Multi-instrumentalist Chico Freeman is arguably one of the most talented musicians of his time. As a post bop constituent, Chico stands as a dominant and prolific tenor saxophonist, yet he is often ignored by mainstream radio. Since 1976, Freeman has embodied the conceptualized approach to jazz in both practice and style. Chico’s appearance in June of 1982 with Wynton Marsalis, Paquito D’Rivera, Kevin Eubanks, Anthony Davis and others was heralded as the future of jazz for the next generation. His latest CD entitled Out of Many Comes the One on the Arabesque Record Label is best described as one of his best to date. As always, Chico goes the distance towards being an innovative jazz practitioner.

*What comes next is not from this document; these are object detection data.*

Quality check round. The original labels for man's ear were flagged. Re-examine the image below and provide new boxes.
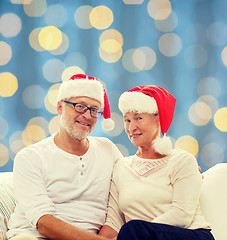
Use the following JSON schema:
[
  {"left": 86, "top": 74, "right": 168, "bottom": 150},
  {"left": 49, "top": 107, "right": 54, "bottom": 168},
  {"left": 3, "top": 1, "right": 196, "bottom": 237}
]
[{"left": 57, "top": 102, "right": 62, "bottom": 115}]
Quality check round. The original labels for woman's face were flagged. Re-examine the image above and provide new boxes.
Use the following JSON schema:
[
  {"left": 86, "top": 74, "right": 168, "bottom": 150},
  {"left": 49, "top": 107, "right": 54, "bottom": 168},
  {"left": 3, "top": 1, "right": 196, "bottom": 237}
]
[{"left": 123, "top": 112, "right": 160, "bottom": 147}]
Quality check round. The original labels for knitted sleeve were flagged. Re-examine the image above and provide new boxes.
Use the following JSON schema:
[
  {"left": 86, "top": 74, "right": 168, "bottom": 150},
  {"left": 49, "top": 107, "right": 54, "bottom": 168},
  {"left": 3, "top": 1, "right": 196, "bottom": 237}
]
[{"left": 13, "top": 148, "right": 55, "bottom": 229}]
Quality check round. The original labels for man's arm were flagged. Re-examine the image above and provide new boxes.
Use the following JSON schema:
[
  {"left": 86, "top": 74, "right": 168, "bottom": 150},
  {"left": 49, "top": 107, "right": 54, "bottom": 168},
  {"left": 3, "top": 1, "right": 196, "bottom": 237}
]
[{"left": 37, "top": 214, "right": 114, "bottom": 240}]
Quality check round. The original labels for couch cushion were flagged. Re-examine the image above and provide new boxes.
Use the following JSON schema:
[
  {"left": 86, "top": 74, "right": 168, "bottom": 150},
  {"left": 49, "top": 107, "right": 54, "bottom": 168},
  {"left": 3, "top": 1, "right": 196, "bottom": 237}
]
[
  {"left": 200, "top": 163, "right": 227, "bottom": 240},
  {"left": 0, "top": 172, "right": 15, "bottom": 240}
]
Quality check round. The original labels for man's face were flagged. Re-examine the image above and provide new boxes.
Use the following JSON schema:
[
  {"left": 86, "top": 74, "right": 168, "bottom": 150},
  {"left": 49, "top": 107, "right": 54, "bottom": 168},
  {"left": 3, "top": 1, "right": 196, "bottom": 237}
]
[{"left": 58, "top": 97, "right": 101, "bottom": 140}]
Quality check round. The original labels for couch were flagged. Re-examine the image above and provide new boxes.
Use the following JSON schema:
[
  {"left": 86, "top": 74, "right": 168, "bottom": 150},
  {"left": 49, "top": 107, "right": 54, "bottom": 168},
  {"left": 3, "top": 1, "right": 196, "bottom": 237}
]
[{"left": 0, "top": 163, "right": 227, "bottom": 240}]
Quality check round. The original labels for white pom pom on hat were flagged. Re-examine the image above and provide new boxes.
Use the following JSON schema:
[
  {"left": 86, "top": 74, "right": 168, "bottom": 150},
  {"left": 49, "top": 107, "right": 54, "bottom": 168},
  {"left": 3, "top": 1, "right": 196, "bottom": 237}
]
[
  {"left": 118, "top": 85, "right": 176, "bottom": 155},
  {"left": 57, "top": 74, "right": 114, "bottom": 131}
]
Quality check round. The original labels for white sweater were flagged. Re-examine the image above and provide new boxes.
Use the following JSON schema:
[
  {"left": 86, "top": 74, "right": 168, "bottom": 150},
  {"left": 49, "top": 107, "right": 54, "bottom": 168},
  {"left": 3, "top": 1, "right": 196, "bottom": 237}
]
[
  {"left": 7, "top": 136, "right": 122, "bottom": 238},
  {"left": 105, "top": 150, "right": 210, "bottom": 231}
]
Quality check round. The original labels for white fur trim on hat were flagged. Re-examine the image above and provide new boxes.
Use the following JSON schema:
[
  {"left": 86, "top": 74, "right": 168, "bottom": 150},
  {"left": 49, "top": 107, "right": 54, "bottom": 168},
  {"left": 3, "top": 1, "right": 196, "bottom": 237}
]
[
  {"left": 118, "top": 92, "right": 158, "bottom": 113},
  {"left": 57, "top": 79, "right": 104, "bottom": 108},
  {"left": 152, "top": 136, "right": 173, "bottom": 155},
  {"left": 102, "top": 118, "right": 115, "bottom": 131}
]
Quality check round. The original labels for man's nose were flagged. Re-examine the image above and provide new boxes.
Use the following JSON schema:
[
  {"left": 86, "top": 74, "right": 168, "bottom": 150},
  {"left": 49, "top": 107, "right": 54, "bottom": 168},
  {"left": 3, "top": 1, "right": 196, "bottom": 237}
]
[{"left": 128, "top": 122, "right": 137, "bottom": 132}]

Although Chico Freeman’s talent may not be the stuff of legends at this point in his career, he has either played or recorded with some of jazz’s legendary musicians. As a composer, producer and multi-instrumentalist, Chico has done stints with Dizzy Gillespie, Art Blakey, Lester Bowie, Bobby Hutcherson, Elvin Jones, Hank Jones, Tito Puente, Roy Haynes, Machito, Charles Mingus, Celia Cruz and a host of other notable artists. On the pop and R&B side of the fence, Freeman has done time with The Temptations, The Four Tops, The Eurythmics and Earth, Wind & Fire. In addition, Freeman’s continued resume reads like a Who’s Who of Jazz while gradually becoming one of jazz’s most dominant musicians.
With the release of Out of Many Comes The One, Chico has chosen to contrast his musical ability by combining some of his specialized straight ahead ideas with the nuances of percussive rhythmic influences. The progressive nature of his work allows Chico to explore his own creative flow; however, he seldom if ever strays too far away from the roots of classic jazz. This latest CD is a cornucopia of his thought processes and everything he observed while listening to his father, saxophonist Von Freeman. As one examines the dynamics of Chico’s career, what stands out more than not is his intense passion for jazz. As one of the best composers and producers in jazz today, Chico approaches every one of his projects with the realization that jazz is an embrace of everything known and not known. Seemingly what he has attempted to do in the past as well as with Out of Many Comes The One is to weave a picturesque perspective, one that showcases a rhythmic expansiveness as well as a host of dominant characteristics associated with jazz, to include improvisation.
Out of Many Comes The One gives hope to the true nature of jazz, one that is not filled to the brim with undocumented lullabies. Chico’s basic scope is enhanced by his creative ideas and depth of spirit. Over 12 brilliantly conceived tracks; Chico Freeman goes the distance towards creating an environment where straight ahead jazz is palatable to the staunchest of smooth enthusiasts. The recording is sensitive and inviting to the emotions, while Chico is seldom dull in his approach, nor does he border on the mundane. In fact, there is a built-in continuity of purpose, which stands ready to make him one of jazz’s premier musicians. In the end, Out of Many Comes The One is an album that is the epitome of what modern day classic jazz should be. When listening to Freeman's music, there is a constant reminder of how America's artistic impressionism evolved.